2a POC: first departmental LLM live. 2b rollout: dept-by-dept builds. 2c brain online: full combination into the cognitive layer. You don't pay for rollout until POC works.
Phase 03: Adoption (retainer)
Most AI rollouts die at the human layer. The brain is only as smart as what flows into it — and what flows into it is decided by a hundred small choices people make every day. Phase 3 is where the system either compounds or rots.
What gets installed
Workflow standardisation
The data that feeds the brain stops being entered retroactively, in different formats, by different people, in different places. It gets logged at the point of event, in a structure the machine can read.
- Project managers log decisions at the same time, in the same format, every cycle
- Meeting notes structured for machine readability — decisions, owners, dates, outcomes
- Customer interactions tagged consistently across channels
- Procurement and supply data entered at point-of-event, not from memory two weeks later
Data hygiene rituals
What doesn't get reviewed degrades. Hygiene needs a weekly cadence to survive.
- Weekly data quality reviews per department
- Automated checks flag missing or malformed entries before they pollute the brain
- "Garbage in, garbage out" made visceral — show teams what bad data does to their own dashboards
Department-lead fluency 1:1s
Each lead trained to query, iterate, and improve their own LLM. Critically — they learn when the LLM is wrong and how to correct it. Blind trust in the output is the failure mode.
Best-practices video library
Onboarding asset for every new hire. "How we use the brain" becomes part of the culture, not just the tooling. Includes hallucination detection training and the case against blind abidance.

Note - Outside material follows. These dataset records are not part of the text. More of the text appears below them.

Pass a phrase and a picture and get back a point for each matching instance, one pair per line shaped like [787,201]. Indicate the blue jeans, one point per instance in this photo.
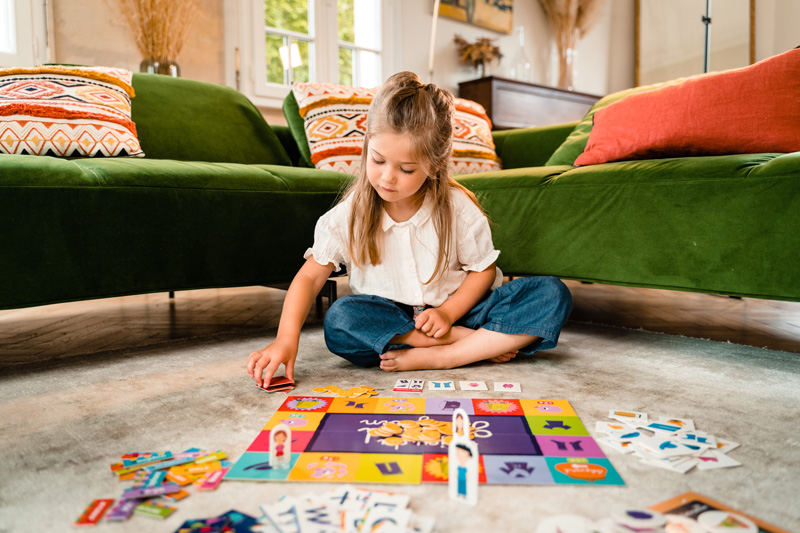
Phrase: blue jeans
[359,327]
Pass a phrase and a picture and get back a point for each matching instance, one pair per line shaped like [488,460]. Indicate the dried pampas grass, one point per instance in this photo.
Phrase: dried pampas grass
[569,22]
[159,26]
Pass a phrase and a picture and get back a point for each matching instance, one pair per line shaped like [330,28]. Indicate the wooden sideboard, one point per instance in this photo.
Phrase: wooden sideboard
[516,104]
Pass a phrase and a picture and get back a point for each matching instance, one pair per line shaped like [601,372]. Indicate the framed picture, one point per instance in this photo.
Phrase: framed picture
[497,15]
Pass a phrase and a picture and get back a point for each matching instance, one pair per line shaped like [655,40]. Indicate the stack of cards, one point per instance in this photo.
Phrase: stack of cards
[345,509]
[278,384]
[232,521]
[159,480]
[668,442]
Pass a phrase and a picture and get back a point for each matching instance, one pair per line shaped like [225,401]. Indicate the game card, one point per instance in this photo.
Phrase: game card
[686,424]
[711,459]
[473,385]
[442,385]
[507,386]
[631,417]
[409,385]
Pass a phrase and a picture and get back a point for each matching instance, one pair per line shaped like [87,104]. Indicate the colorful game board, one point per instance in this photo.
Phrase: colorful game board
[522,442]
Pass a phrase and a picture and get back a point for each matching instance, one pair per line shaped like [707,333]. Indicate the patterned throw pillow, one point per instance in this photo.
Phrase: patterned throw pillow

How I work with your Head of AI
I don't replace them. I work hip-to-hip.
- Their job: wiring the pipes. Permissions. Connections. Keeping data current. Building infrastructure. Owning the backend.
- My job: founder-altitude work above that. The intent. The decision-making process. The questions worth asking.
They execute against the intent. I make sure the intent is right. By the end of Phase 3, they own the system entirely.
The point isn't for me to know your backend better than anyone. The point is for someone internal to know it better than anyone — so they can fix it, improve it, and run it long after I'm gone.
Success criterion
Your Head of AI ships one new departmental LLM end-to-end without my involvement.
That's the test. Not a milestone deck. Not a satisfaction score. A live system, built independently, working in production.
When that ships, my work is done.
The compounding asset stays internal.
The real work. Tooling is easy; habits are the moat. Workflow standardization, data hygiene rituals, fluency 1:1s. Success criterion: your Head of AI ships one new departmental LLM end-to-end without my involvement.